Kirkus Reviews QR Code
NOTES FROM THE BOTTOM OF THE WORLD by Suzanne Adam

NOTES FROM THE BOTTOM OF THE WORLD

A Life in Chile

by Suzanne Adam

Pub Date: Nov. 6th, 2018
ISBN: 978-1-63152-415-8
Publisher: She Writes Press

Adam (Marrying Santiago, 2015) looks back on an accidental life in Chile from the perspective of nearly 50 years.

The author, a California native, traces her life journey, beginning with her 1972 move to Chile and marriage. The narrative is less a memoir than a collection of blog post–like anecdotes—a mixed blessing. Adam moves from moment to moment, subject to subject in a series of serendipitous slices of life, but readers will be left looking for a set of throughlines to help the vignettes add up. The author is an adequate writer—“away from city noises,” she observes in one short essay, “I notice the sounds of the wind: soughing through pine branches, howling around the eaves of the house, whistling through electric wires”—and there is a kind of tactile immediacy to the language, a physicality to the scenes. Unfortunately, as the book progresses, there is less to compel us. For all Adam promises to tell us about Chile, her life is not so different from those of upper-middle-class people everywhere. She writes, for instance, about the decision to let her hair grow gray or the way that playing with her grandchildren allows her to feel young. All of this material is fair game, but it is hardly unique.

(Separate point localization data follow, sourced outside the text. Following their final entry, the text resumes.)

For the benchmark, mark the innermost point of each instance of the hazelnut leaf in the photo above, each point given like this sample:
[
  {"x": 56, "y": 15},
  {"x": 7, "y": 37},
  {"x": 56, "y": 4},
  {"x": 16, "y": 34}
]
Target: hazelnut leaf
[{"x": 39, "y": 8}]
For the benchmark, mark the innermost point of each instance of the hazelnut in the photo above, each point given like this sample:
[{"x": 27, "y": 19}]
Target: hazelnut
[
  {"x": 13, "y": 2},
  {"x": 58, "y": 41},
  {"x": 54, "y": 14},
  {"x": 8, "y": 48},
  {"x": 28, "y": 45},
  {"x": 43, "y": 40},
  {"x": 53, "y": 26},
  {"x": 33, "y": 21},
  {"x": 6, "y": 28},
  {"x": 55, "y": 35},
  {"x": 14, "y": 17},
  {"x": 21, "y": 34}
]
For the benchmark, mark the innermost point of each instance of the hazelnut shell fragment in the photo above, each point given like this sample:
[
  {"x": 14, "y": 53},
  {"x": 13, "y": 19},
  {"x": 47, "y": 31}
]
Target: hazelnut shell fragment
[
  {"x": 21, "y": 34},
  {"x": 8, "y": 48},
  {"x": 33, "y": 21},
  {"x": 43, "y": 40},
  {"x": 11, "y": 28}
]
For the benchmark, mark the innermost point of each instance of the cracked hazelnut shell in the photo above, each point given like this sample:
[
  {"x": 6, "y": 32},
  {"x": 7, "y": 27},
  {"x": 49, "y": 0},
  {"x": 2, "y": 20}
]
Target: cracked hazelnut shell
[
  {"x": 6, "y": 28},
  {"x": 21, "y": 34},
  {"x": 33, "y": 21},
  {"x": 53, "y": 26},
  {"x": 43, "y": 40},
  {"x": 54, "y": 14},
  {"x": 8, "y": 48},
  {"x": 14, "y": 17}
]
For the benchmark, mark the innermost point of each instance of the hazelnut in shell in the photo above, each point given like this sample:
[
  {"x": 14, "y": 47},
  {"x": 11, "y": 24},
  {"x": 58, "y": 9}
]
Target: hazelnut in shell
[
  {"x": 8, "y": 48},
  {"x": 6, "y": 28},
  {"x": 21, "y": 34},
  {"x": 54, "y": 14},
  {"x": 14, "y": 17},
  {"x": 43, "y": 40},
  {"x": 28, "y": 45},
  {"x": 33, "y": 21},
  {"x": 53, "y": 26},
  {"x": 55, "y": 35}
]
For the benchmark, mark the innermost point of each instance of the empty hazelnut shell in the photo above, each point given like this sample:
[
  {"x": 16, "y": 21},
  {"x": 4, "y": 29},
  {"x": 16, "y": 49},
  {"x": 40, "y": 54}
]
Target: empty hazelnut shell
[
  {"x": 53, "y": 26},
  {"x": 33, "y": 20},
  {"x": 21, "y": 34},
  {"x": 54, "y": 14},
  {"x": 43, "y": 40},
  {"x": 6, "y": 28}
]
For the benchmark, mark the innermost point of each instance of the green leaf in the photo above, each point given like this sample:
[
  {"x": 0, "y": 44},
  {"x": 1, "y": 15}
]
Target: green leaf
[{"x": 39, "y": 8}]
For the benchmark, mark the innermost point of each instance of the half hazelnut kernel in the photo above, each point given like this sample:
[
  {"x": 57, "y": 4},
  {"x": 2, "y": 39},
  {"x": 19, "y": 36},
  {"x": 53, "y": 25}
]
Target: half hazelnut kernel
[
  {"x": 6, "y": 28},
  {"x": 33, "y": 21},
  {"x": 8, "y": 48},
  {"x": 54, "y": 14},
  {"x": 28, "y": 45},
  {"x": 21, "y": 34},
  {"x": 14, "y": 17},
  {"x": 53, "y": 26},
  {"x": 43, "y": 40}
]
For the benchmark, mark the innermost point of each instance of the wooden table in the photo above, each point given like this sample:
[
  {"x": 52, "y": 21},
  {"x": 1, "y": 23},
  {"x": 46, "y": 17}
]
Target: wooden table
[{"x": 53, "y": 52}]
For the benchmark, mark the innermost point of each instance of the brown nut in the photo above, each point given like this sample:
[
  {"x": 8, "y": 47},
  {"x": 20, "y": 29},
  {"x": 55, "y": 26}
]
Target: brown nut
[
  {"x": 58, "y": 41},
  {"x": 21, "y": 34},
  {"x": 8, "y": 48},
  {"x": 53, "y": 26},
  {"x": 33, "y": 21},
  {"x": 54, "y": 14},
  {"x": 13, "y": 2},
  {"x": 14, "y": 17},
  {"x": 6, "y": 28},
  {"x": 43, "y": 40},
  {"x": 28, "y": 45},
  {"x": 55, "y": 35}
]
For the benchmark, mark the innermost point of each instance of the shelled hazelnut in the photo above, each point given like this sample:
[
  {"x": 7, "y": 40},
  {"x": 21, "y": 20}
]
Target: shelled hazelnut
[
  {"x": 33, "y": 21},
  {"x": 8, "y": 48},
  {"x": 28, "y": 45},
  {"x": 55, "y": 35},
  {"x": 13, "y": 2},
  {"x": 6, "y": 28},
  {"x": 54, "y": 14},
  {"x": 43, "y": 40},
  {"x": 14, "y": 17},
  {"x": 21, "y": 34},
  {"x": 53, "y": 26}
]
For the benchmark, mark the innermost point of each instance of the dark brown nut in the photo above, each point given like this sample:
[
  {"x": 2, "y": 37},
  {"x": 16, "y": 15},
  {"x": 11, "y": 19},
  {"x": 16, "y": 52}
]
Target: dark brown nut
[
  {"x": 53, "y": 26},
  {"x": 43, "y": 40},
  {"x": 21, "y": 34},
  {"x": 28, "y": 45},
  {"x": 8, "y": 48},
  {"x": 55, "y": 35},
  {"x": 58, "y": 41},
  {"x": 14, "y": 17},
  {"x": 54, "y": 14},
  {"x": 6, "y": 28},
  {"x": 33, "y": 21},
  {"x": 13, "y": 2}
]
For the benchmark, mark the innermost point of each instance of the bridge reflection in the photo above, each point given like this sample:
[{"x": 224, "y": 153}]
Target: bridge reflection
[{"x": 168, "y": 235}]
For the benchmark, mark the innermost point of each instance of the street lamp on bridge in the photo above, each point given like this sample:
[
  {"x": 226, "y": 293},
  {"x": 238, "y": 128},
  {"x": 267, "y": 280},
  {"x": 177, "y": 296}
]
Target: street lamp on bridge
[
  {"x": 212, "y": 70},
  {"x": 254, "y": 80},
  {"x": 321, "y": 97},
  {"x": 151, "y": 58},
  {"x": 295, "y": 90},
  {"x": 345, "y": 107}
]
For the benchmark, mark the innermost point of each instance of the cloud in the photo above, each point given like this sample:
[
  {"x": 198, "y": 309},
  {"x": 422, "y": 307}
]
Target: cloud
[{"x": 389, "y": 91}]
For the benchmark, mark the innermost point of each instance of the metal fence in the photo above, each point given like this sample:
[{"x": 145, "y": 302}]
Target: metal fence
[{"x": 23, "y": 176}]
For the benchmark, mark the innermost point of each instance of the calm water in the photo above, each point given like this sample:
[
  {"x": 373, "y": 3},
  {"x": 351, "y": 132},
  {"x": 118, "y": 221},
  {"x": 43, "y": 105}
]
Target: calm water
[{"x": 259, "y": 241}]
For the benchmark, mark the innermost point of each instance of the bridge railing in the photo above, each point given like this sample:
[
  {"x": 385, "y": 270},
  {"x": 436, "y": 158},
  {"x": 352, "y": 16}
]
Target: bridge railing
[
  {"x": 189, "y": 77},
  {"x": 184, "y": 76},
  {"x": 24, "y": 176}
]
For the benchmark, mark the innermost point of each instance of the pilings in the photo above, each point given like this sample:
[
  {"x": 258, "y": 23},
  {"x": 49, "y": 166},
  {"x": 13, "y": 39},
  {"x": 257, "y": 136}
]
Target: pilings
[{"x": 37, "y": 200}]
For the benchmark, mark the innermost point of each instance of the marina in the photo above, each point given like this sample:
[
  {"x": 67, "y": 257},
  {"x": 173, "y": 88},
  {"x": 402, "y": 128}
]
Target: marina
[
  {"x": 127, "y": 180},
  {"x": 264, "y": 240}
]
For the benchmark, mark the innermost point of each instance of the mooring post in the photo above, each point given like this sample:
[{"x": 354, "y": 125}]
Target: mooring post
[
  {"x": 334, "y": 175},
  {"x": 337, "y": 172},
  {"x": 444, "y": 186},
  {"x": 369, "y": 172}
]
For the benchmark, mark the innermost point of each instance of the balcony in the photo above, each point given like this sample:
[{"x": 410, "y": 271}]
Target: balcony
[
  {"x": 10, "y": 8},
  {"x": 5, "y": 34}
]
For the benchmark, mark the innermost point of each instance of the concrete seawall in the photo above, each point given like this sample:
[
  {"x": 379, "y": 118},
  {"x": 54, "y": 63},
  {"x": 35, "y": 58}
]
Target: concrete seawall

If a writer is going to take on daily life in an engrossing way, there must be something in her expression to illuminate the experience, to get beneath the surface and light it from within. Instead, Adam offers lists or commonplaces—e.g., what she bought at the market, what she said to the gardener—without any particular nuance or insight. Even late in the book, when she chronicles her return to Colombia, where she was in the Peace Corps, the stakes feel inessential and underexplored.

Adam’s life has many intriguing elements, but her experiences are too often flat and formless on the page.